For author Gary Howard, the issues and passions that sparked the writing of the First Edition of this now classic work are as intense today as they were then. In the Third Edition, Howard reviews the progress we have made in the interim (for example, the first Black president in the White House), as well as the lack of progress (the gutting of the 1965 Voting Rights Act, the epidemic of Black youth killed by police, and the persistence of race-based educational disparities). Making a case for the "fierce urgency of now," this new edition deepens the discussion of race and social justice in education with new and updated material. Aligned with our nation's ever more diverse student population, it speaks to what good teachers know, what they do, and how they embrace culturally responsive teaching.

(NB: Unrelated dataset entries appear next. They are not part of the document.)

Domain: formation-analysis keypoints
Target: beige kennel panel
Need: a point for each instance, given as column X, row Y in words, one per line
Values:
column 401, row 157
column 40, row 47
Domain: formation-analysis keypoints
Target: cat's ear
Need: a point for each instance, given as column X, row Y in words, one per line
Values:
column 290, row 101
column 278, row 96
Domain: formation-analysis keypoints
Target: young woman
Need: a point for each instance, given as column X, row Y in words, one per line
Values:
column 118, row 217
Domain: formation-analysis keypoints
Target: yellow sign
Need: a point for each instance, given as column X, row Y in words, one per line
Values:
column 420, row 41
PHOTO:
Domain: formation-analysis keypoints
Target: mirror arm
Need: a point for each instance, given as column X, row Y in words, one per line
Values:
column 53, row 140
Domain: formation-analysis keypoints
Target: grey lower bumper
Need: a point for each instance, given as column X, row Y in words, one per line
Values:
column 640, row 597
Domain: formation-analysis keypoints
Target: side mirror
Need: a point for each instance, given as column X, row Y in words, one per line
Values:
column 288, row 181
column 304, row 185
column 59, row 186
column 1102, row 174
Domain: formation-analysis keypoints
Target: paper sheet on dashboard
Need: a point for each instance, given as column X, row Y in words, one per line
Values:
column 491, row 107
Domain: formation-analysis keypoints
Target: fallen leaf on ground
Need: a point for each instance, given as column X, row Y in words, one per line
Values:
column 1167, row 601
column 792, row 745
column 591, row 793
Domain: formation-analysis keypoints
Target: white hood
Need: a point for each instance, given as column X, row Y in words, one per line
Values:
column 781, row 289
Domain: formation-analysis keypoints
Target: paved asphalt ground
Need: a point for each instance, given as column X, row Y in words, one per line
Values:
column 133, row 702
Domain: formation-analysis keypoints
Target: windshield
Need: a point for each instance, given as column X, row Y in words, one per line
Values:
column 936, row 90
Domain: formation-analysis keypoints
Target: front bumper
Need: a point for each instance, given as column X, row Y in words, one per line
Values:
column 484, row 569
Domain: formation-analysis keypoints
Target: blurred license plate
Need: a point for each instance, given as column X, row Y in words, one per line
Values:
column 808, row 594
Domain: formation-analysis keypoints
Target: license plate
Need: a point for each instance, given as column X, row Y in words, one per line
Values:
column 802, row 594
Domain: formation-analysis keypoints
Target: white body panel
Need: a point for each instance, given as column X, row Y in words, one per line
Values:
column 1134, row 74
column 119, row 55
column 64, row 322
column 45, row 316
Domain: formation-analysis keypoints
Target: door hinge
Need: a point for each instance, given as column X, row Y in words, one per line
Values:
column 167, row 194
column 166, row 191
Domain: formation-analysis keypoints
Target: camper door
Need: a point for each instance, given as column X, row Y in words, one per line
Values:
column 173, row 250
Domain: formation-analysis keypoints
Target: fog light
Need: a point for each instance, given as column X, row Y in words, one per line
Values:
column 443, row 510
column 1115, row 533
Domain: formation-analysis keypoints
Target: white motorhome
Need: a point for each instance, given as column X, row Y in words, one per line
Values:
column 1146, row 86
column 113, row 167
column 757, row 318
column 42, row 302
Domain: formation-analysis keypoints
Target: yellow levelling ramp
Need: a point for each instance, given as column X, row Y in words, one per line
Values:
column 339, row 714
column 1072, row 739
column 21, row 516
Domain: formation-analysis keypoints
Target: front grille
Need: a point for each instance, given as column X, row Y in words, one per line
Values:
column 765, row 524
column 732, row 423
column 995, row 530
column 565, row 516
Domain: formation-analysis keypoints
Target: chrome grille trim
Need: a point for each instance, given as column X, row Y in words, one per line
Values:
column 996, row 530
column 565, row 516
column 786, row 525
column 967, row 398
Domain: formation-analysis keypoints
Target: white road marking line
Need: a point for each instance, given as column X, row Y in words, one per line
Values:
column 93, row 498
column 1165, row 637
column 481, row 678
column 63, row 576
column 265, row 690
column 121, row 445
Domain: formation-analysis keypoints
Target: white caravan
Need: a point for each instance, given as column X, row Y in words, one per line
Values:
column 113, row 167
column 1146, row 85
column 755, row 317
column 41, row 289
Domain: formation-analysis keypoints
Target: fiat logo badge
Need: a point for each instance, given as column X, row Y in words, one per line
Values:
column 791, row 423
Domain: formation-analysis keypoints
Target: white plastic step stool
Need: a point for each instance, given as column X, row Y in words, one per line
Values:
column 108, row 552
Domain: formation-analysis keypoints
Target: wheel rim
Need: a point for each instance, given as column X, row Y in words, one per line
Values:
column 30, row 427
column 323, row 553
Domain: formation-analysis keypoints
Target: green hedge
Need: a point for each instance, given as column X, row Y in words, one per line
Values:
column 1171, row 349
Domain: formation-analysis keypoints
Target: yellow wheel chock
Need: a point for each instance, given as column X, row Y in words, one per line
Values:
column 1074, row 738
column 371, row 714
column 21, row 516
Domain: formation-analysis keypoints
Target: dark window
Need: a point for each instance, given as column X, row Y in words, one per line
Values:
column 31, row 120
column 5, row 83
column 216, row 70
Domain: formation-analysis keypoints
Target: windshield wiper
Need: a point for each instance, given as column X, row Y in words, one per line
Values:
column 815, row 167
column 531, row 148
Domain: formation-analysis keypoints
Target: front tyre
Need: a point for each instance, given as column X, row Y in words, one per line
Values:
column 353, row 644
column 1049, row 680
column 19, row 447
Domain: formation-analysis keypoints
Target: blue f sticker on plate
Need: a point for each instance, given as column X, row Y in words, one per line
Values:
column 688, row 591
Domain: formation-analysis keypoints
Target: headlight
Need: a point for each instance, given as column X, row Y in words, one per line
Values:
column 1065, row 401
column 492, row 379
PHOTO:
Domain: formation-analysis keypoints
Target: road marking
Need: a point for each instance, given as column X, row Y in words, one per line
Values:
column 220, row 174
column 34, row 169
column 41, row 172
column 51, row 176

This essential text is widely used in teacher preparation courses and for in-service professional development.
New for the Third Edition:
- A revised Introduction that places the book in the context of the 50th anniversary of the 1963 march on Washington.
- An updated analysis of White social dominance, bringing in Critical Race Theory and reflecting on the racist reaction to the election of our first Black President.

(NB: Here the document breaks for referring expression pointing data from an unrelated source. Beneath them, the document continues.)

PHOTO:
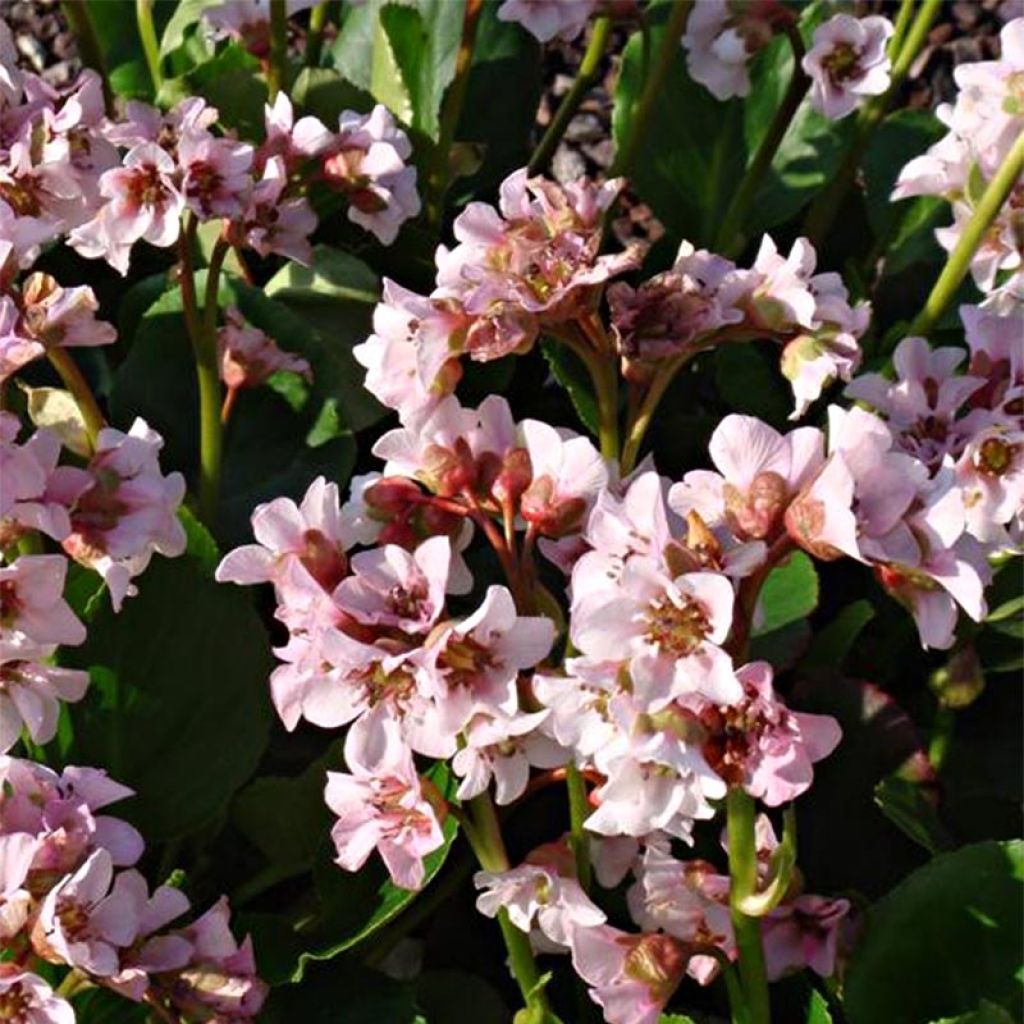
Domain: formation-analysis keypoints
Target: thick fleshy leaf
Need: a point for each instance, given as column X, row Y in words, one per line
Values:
column 178, row 707
column 942, row 940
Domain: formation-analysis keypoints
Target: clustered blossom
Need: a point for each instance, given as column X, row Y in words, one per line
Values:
column 707, row 300
column 985, row 121
column 70, row 896
column 67, row 169
column 847, row 62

- More detail to the White Identity Orientations model, bringing in the personal life experiences of several contemporary White racial-justice activists.

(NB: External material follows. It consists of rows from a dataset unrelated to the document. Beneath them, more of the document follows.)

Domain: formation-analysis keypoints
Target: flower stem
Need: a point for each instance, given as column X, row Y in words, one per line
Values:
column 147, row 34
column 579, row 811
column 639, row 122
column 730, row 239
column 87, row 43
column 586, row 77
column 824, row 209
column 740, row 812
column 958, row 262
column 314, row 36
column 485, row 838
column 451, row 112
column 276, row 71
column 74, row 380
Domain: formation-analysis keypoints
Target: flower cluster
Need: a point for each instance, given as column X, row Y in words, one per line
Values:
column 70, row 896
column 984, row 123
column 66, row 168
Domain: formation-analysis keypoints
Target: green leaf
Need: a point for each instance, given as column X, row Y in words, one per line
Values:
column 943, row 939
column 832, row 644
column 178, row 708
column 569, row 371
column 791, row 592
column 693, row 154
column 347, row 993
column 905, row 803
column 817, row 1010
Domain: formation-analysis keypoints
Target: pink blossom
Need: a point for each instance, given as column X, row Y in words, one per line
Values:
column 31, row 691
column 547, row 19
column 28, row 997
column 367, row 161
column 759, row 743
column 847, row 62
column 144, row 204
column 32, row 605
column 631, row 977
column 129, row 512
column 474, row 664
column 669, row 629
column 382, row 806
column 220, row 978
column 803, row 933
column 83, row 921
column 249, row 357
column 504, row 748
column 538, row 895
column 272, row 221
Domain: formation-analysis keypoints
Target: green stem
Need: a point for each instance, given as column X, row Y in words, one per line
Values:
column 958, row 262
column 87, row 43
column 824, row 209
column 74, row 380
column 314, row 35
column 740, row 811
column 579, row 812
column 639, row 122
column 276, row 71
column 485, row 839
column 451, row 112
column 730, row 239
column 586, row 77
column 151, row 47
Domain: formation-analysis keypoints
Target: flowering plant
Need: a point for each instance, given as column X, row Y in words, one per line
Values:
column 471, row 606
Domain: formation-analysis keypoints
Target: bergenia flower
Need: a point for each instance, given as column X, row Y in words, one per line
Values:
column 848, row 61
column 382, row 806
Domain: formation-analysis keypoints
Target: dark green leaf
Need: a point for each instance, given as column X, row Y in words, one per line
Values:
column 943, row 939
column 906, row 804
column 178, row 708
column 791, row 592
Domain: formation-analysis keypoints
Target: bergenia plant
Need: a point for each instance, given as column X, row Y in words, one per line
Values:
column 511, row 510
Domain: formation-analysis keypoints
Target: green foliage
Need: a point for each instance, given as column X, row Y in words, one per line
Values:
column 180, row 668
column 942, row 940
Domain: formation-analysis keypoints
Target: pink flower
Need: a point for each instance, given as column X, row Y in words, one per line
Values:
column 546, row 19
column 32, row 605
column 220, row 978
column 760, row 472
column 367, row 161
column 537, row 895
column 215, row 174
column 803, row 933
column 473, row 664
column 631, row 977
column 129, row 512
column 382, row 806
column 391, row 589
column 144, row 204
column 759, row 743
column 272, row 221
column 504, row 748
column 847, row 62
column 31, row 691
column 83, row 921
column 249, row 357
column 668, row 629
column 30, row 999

- A new section, "The Whiteness of School Reform," demonstrating how White social dominance drives much of the corporate school reform movement.
- A richer discussion of the seven principles for Culturally Responsive Teaching, drawing lessons from the author's transformative work with school districts throughout the country.
- An expanded Reflection and Discussion Guide authored by two educators who have been using the book in professional development sessions for many years.
This third edition of We Can't Teach What We Don't Know: White Teachers, Multiracial Schools, does an excellent job of providing a road map for white teachers to explore, discover, and critique the historical legacies of their identities.
--Teachers College Record
The book provides ample opportunities for White teachers to reflect on their own racial identities and consider the role of race in the classroom.